And the price has never been higher. A middle-income family with a baby born in 2010 will spend an average of $226,920 on the child until he or she is 17 years old, according to a government report released in June. That’s a 22% increase from 1960, in dollars adjusted for inflation.
So it’s no wonder that, in a recent survey from BabyCenter.com, more than 60% of the mothers who participated said they’re worried about not having enough money to raise their children. That’s a lot of worried mothers considering that more than 4.1 million children were born in 2009, according to the most recent government statistics.
“If the past is any indication, expenses have continued to increase and we don’t foresee a significant decrease [in the future],” says Mark Lino, who is the author of the U.S. Department of Agriculture’s annual report on how much American families spend on children. That rising cost means many young families are making financial tradeoffs for their families. Here are some of the common tradeoffs that parents are considering:
Tradeoff #1: Embracing a suburban lifestyle for better schools
Planning where to live and raise a family starts long before the baby is born. David King, 34, an attorney, says he and his wife’s decision to live in suburban Davis, Calif., after they finished law school — rather than a bigger city — was related to their hopes for a family of three or four children. They settled on the location based on a calculation of affordability, quality of schools and neighborhood type.
“It’s a conversation you have before you even conceive,” King says, between coughs from the cold he picked up from his 6-month-old daughter. “When you are thinking about number of kids you want, it affects all your decisions, from house to car to [neighborhood].”
Lo and his wife, Sandy, also looked at school ratings before moving to the San Francisco suburb of Orinda, Calif., which has some of the best public schools in the state. Yet the economy and budget cuts have hurt many public-school systems, leaving some parents — including the Los — wondering if private school might be yet another expense they will have to shoulder in the next five years.
“It’s a decision you have to make,” Myron Lo says. “It’s stressful.”
Tradeoff #2: Working full time to pay for child care
One of major shifts in the last 40 years has been the cost of child care, which increased 15% from 1960 to 2010. And one of the biggest causes is increased demand as a result of many more women in the workforce.
Sandra Nakama, who is pregnant, is one of those women. She and her husband, both in their mid 30s, are expecting their first child at the end of September. Nakama is planning to take six months of maternity leave and then to return to her full-time communications job at a technology company in San Francisco. She knows childcare will be a major expense next year.
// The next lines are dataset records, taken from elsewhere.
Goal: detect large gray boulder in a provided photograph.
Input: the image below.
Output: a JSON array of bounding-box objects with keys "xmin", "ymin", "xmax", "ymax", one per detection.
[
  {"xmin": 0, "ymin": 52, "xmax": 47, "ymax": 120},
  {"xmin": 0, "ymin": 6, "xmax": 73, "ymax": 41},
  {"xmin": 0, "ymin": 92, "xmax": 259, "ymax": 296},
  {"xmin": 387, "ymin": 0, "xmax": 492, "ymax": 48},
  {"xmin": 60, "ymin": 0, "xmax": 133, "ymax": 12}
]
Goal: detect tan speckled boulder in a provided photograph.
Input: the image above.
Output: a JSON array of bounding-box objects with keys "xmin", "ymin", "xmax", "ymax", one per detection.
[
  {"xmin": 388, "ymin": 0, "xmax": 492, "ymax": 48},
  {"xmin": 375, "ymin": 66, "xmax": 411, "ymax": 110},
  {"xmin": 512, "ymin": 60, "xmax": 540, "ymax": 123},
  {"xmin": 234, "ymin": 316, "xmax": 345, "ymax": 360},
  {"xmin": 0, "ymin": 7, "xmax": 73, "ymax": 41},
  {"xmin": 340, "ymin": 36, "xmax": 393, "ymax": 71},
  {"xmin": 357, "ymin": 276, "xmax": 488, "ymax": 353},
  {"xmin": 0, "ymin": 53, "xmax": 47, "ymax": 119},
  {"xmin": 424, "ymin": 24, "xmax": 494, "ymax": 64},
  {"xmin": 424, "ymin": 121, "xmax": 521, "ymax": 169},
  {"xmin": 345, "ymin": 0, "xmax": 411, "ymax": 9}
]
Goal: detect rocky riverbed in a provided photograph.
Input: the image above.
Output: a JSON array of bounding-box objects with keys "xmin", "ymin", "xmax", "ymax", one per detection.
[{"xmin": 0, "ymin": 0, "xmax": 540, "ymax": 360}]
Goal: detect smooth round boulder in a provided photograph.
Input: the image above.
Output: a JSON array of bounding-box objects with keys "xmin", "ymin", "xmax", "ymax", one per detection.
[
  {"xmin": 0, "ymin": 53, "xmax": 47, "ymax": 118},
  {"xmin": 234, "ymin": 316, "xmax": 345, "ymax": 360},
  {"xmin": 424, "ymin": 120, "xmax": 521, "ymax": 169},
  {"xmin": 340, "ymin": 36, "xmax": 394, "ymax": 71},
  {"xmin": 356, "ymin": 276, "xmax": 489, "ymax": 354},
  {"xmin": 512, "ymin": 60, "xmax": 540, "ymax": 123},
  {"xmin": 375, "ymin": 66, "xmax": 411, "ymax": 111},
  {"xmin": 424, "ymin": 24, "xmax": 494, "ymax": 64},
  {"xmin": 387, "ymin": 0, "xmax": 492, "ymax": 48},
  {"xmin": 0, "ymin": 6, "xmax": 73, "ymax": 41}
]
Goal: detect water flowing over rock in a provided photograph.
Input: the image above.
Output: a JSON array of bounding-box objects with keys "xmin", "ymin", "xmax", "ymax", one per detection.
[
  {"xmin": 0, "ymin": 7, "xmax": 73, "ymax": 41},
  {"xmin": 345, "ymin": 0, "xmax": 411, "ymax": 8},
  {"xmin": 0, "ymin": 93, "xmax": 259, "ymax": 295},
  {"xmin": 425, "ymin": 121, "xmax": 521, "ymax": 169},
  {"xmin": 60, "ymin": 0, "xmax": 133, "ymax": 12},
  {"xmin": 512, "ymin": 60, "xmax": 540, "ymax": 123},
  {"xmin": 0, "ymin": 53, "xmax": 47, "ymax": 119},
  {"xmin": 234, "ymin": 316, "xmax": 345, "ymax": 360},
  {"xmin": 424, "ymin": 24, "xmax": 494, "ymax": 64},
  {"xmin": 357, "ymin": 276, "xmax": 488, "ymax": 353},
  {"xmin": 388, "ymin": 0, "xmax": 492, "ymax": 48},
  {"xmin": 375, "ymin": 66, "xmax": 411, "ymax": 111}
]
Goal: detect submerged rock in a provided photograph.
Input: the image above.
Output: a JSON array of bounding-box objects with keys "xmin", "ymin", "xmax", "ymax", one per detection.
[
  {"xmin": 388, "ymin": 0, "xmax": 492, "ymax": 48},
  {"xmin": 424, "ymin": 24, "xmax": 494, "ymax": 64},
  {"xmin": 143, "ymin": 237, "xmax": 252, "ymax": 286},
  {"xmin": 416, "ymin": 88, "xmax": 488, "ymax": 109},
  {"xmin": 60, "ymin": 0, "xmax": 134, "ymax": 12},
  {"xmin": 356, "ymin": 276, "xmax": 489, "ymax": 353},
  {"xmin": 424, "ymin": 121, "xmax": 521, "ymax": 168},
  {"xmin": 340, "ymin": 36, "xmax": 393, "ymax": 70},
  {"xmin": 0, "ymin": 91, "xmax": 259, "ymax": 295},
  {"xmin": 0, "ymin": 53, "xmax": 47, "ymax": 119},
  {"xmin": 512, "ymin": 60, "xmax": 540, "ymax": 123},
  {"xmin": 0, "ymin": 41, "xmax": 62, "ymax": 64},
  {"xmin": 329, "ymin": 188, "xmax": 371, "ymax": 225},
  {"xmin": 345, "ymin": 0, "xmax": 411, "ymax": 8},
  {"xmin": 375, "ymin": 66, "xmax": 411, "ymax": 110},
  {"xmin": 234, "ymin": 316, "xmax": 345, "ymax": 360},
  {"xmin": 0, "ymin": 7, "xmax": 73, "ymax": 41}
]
“It’s not an option to not work,” she says. “It is next to impossible to live on one income in Bay Area.” The cost of living is especially steep in San Francisco, and preschools can cost north of $16,000 in annual tuition.
Childcare and education account for 17% of the total expenses of raising a child, according to the USDA. The price of full-time care for an infant ranges from $4,560 to $18,773, according to the National Association of Child Care Resource & Referral Agencies.
Tradeoff #3: Giving up splurges to build savings
For many of the parents we interviewed, the economy and their job security is playing a significant role in their decisions to stay at work. Having lived through the dot-com bubble burst 10 years ago, Lo says he is “very conscious that we have enough of a cushion to survive any adversity in our jobs.”
Meanwhile, Nakama says she has worked hard to live a life free of credit-card debt. She knows she will have to cut back on splurges like restaurant dinners and nights out on the town after the baby is born. Instead of a vacation this year, she has allocated her income from an employee stock program to baby expenses.
For King, planning for a larger family has him considering his earning potential. “You have to plan ahead,” he says. “Will the economy stay the way it is now? Or will I be able to find a better paying job?”
Tradeoff #4: Considering a smaller family
Even as King and his wife continue to discuss how many children they can reasonably afford to have, the real cost of having more than two children is still unclear.
Nathan Thornburgh, 35, a contributing writer for Time magazine and a blogger at Dadwagon, lives in Manhattan with his wife and two young children. They recently considered having a third, but opted against it.
“Finances were one of the big strikes [against having a third child],” he says. “Right around the time you start considering a third kid is when you start paying full-fare airfare on the kids you already have, along with expenses like preschool and childcare.”
Nakama, who will give birth in the fall, says she and her husband are starting with one child for now. She is more focused on enjoying the moments of her impending motherhood — shopping for the nursery, picking out a stroller — than on financial planning. “I have heard about [a] college fund and will probably set up my own savings account in my name,” she says, but her planning hasn’t gone much further than that.
Her weekly guilty pleasure — a lotto ticket – is from her entertainment budget, she says. “One ticket is [the] same numbers [every week] and one is quick pick. You never know.”